10 - The Forgiver
Published online by Cambridge University Press: 14 February 2020
Summary
A freezing winter's morning broke in Cape Town. Wind subsided, the sun shone shyly. I was about to take a walk to the colourful Observatory craft market to creatively browse, a Saturday morning ritual, when Mxolisi ‘the forgiver’ or Michael as he called himself, knocked loudly on my heavy, Oregon pine front door - a door yet to be disfigured by cold, steel, Trellidor security gates, clanging closure on white paranoia.
Mxolisi had a distinctive, persistent knock - demanding for someone who lived off the kindness of others! Loud knuckle-knocking and shiny brass bell ringing all at once, his presence was announced.

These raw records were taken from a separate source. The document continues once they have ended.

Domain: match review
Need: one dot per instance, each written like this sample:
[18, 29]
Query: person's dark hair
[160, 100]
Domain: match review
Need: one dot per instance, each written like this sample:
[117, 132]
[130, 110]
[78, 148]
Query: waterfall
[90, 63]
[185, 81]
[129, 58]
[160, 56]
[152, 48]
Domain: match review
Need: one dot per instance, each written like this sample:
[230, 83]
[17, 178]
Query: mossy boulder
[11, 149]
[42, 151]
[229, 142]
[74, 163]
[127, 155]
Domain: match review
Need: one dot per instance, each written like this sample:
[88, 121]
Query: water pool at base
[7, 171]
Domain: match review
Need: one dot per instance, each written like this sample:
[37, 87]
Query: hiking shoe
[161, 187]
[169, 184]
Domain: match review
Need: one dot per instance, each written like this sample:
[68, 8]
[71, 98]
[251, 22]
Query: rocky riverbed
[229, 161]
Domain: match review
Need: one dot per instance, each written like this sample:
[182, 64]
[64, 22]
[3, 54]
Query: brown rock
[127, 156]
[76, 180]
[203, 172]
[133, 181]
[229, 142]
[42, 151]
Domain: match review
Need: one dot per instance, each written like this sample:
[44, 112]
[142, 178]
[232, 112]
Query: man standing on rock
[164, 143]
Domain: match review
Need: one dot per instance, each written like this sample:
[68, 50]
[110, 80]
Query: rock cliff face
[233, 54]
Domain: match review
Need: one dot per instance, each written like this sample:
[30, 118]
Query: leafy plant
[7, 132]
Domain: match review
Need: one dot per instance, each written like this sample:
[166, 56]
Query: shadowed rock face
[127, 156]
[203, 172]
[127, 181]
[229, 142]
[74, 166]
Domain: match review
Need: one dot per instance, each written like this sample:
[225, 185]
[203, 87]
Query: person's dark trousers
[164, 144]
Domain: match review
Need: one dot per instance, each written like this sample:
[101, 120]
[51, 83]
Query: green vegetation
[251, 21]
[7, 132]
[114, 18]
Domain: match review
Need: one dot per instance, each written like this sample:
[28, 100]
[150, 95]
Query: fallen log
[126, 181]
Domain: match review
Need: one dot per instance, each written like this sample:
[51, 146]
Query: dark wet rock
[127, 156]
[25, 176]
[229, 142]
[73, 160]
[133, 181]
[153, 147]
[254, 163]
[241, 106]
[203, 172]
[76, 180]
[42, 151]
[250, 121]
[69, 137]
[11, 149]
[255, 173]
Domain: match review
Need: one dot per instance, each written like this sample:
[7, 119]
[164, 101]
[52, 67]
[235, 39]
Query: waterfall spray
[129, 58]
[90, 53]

‘Hey, kunjani man, how you doing today? Just look at this …’ Mxolisi said, removing his bright orange, knitted cap from his Vaseline varnished shaven head, revealing a deep, stitched gash.
‘Those buggers stabbed me coz I’m with a Coloured woman, ek sê. I’ve got stitches, man. Ndiphantse ndafa. They left me for dead. No-one gives a damn anymore. Now I need money to pay for proper medicine. The clinic's got nothing – only Panado for the pain. Hey, kunzima – it's tough out there.’

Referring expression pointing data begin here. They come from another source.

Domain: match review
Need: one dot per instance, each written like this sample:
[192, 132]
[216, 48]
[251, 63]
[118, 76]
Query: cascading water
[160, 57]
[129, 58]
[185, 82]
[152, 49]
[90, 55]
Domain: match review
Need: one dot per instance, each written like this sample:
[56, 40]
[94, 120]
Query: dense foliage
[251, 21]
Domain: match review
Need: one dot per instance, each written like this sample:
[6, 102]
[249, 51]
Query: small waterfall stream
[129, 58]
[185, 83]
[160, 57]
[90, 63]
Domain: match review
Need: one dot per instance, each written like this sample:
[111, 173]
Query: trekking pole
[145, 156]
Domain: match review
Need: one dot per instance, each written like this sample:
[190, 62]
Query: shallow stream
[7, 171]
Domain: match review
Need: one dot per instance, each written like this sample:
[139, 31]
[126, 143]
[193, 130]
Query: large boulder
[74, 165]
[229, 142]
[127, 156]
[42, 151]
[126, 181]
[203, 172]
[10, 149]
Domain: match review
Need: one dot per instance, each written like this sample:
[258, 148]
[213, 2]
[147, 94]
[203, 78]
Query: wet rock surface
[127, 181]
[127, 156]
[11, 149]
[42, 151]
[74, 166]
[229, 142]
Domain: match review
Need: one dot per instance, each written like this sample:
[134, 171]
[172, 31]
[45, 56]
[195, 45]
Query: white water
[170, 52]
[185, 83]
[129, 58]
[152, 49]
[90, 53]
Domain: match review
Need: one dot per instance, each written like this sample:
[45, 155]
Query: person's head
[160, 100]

‘Why don't you get a job, Mike – there's the RDP. Maybe you can even sell Laduma lottery tickets.’
‘Don't talk to me about that Reconstruction and Development Plan,’ Mxolisi reiterated abruptly. ‘There's no plan - what's that? Those RDP houses are already crumbling to powder. The election's come and gone, brother. Now it's you and me – black and white, we must look after one another. I’ve my wife. If you give me something, I give it to her so she can make food. I must support her you know.’
‘But you like to party, Mike. If you get drunk you’ll get beaten up again. Why do you drink?’ I asked inquisitively.
‘It's my friends, brother. Some of them work and then - you know, we go to shebeens …’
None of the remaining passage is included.